Tropic backup management page showing backups with status, size, and expiration dates, with a restore-to-new-VM button. — Always have a known-good state to fall back to.

None of this is the interesting part of having an agent. All of it is what determines whether you still have one in three months.

Influence: the column that extends beyond his map

Gore's walls two and six (memory, multi-agent coordination) sit in the influence column. What I want to say honestly is that this column is bigger than the two walls he catalogued, and the industry is still figuring most of it out.

Influence is what shapes the agent's behaviour over time. Not what it's allowed to do (that's authority), but how it decides what to do within those bounds. Memory is part of that. So is the context it accumulates across sessions. So is how it coordinates with other agents, how it decides which sub-agent should handle a given task, and how human feedback gets folded back into its future behaviour. Gore's piece catches two threads of this, and catches them well, but the column as a whole has more in it than two walls.

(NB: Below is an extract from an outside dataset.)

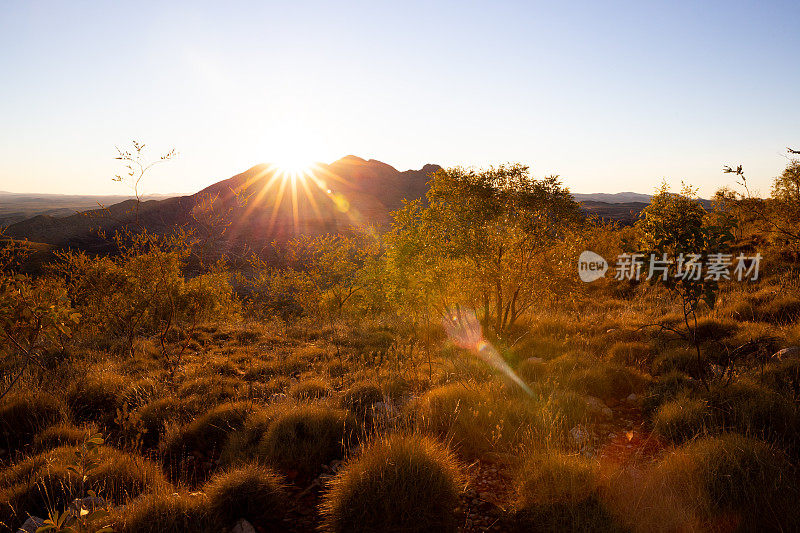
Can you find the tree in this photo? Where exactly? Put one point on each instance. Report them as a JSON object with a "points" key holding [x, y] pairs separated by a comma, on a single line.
{"points": [[675, 229], [485, 240]]}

Memory is where I've made the most progress. Flat memory architectures force permanent decisions about what matters, and those decisions are almost always wrong as context shifts. Tropic agents have a built-in memory system that persists across sessions, is searchable and browsable, and is automatically maintained. You can see exactly what your agent remembers and delete what it shouldn't keep. I wrote a piece on LOD memory as a solution to this.

You shouldn't have to re-explain yourself to your own agent.

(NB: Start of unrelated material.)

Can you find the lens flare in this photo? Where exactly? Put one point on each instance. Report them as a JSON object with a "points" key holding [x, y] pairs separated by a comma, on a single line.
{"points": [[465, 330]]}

Multi-agent coordination is the one I'm still working on. Gore is right that fewer than 10% of teams maintain multi-agent setups, and the honest answer is that Tropic doesn't solve orchestration today. What it gives you is the foundation. Per-agent audit logs that show every tool call, every response, every blocked action, across every agent in your workspace. When coordination fails, you can trace it. That matters more than it sounds, because most multi-agent systems today fail invisibly.

Mission control, i.e. a shared kanban-board, is one way I'm trying to solve this across multiple agents. The same way mission control works for a single OpenClaw instance with multiple subagents. But it's important that each agent has a well-defined purpose and is called upon for the right task.

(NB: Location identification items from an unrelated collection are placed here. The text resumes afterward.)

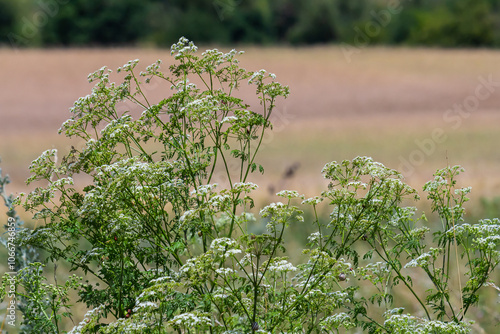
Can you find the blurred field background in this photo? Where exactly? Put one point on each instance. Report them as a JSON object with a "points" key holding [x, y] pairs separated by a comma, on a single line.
{"points": [[382, 93], [383, 104]]}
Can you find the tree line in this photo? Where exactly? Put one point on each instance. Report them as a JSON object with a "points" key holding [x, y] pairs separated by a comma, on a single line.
{"points": [[448, 23]]}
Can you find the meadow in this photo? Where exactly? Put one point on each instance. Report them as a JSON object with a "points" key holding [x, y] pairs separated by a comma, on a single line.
{"points": [[398, 106], [378, 105]]}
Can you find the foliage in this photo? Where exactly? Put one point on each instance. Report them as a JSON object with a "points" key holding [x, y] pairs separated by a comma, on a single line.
{"points": [[164, 248], [124, 22]]}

The rest of the influence column (human feedback loops, cross-agent context, skill selection reasoning) is genuinely frontier. Anyone claiming to have solved it is overselling. What I'm confident about is that authority has to come first. Until you trust what the agent is doing and why, influence-level improvements are just faster ways to arrive at the wrong answer.

None of this is your job

Gore's closing line is the one that landed hardest for me. None of them are the user's job.

He's right. You shouldn't need WireGuard expertise to run an agent. You shouldn't need to configure fail2ban, build a Grafana dashboard, audit skill packages, or invent an approval system to catch hallucinations. You shouldn't need to spend your weekend becoming an infrastructure engineer, a security engineer, a memory architect, and an observability expert, just to have an AI assistant that actually assists you.

That's why I built Tropic. Not because the agent frameworks were lacking (they aren't) or because hosting platforms weren't shipping VMs fast enough (they were). Because nobody was solving the operational middle. The authority layer, the infrastructure layer, the early parts of the influence layer. The stuff that's boring individually and collectively decides whether your agent is still running in three months. And importantly, none of it requires you to move your setup. Tropic hooks into whatever OpenClaw instance you're already running, wherever you're running it.

Gore's ten walls are real. They fall into three columns: Infrastructure, Authority, Influence. That's the framing I've been building Tropic around since day one.

If you're hitting one of these walls, or you've already walked away from an agent because of them, the walls aren't your fault and they aren't your problem to solve. You shouldn't have to build the ladders yourself.